[Intel-gfx] [PATCH 03/15] drm/i915: Upgrade execbuffer fail after resume failure to EIO

Fri Aug 8 11:46:07 CEST 2014

On Fri, Aug 08, 2014 at 10:17:10AM +0100, Chris Wilson wrote:
> On Wed, Aug 06, 2014 at 10:39:16AM +0200, Daniel Vetter wrote:
> > On Wed, Aug 06, 2014 at 09:12:32AM +0100, Chris Wilson wrote:
> > > On Wed, Aug 06, 2014 at 09:56:45AM +0200, Daniel Vetter wrote:
> > > > On Tue, Aug 05, 2014 at 07:51:14AM -0700, Rodrigo Vivi wrote:
> > > > > From: Chris Wilson <chris at chris-wilson.co.uk>
> > > > > 
> > > > > If we try to execute on a known ring, but it has failed to be
> > > > > initialised correctly, report that the GPU is hung rather than the
> > > > > command invalid.

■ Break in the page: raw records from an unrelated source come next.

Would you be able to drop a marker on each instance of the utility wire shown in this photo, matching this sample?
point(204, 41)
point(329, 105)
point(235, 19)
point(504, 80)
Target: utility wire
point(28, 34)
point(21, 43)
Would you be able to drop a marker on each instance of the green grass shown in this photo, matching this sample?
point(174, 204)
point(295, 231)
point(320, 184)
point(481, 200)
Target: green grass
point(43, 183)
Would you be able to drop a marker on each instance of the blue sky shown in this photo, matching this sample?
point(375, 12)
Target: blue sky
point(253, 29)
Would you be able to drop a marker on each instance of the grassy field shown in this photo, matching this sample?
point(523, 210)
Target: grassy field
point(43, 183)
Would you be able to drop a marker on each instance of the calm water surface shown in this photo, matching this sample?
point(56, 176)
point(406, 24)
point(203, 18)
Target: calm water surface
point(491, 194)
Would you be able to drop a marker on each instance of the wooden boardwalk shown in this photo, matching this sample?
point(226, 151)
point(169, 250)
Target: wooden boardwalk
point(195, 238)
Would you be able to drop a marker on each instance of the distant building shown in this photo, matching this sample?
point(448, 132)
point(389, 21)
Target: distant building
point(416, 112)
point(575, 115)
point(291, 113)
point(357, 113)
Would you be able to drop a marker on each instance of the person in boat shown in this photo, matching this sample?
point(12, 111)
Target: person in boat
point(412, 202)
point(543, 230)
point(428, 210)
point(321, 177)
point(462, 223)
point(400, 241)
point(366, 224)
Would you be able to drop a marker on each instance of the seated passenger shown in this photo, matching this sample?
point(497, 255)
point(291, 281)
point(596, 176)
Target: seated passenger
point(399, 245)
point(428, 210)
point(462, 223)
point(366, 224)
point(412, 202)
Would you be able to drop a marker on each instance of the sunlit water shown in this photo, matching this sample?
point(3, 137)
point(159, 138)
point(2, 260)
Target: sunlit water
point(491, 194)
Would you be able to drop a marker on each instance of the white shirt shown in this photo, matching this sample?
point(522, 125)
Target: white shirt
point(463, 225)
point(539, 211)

This leaves us reporting EINVAL only if the user
> > > > > requests execution on a ring that is not supported by the device.
> > > > > 
> > > > > This should prevent UXA from getting stuck in a null render loop after a
> > > > > failed resume.
> > > > > 
> > > > > v2 (Rodrigo): Fix conflict and add VCS2 ring and
> > > > >    	      s/intel_ring_buffer/intel_engine_cs.
> > > > > 
> > > > > Reported-by: Jiri Kosina <jikos at jikos.cz>
> > > > > References: https://bugs.freedesktop.org/show_bug.cgi?id=76554
> > > > > Signed-off-by: Chris Wilson <chris at chris-wilson.co.uk>
> > > > > Signed-off-by: Rodrigo Vivi <rodrigo.vivi at intel.com>
> > > > 
> > > > This isn't required any more, see
> > > > 
> > > > commit 074c6adaf4e7d1423d373bd5d1afc20b683cb4d0
> > > > Author: Chris Wilson <chris at chris-wilson.co.uk>
> > > > Date:   Wed Apr 9 09:19:43 2014 +0100
> > > > 
> > > >     drm/i915: Mark device as wedged if we fail to resume
> > > > 
> > > > for the alternate merged patch.
> > > 
> > > Hmm, there is still a path that ends here, but the example above is
> > > already fixed as you say.
> > 
> > We have the EIO check both in the resume and driver load paths. Which
> > other path are we missing?
> 
> The GPU may be set to wedged, but this check in execbuffer occurs before
> we check for a wedged GPU.

But we no longer free the ring structures over suspedn/resume, so at least
the commit message is outdated.

I wonder whether the easier fix wouldn't be to continue ring init if we
get an -EIO.
-Daniel
-- 
Daniel Vetter
Software Engineer, Intel Corporation
+41 (0) 79 365 57 48 - http://blog.ffwll.ch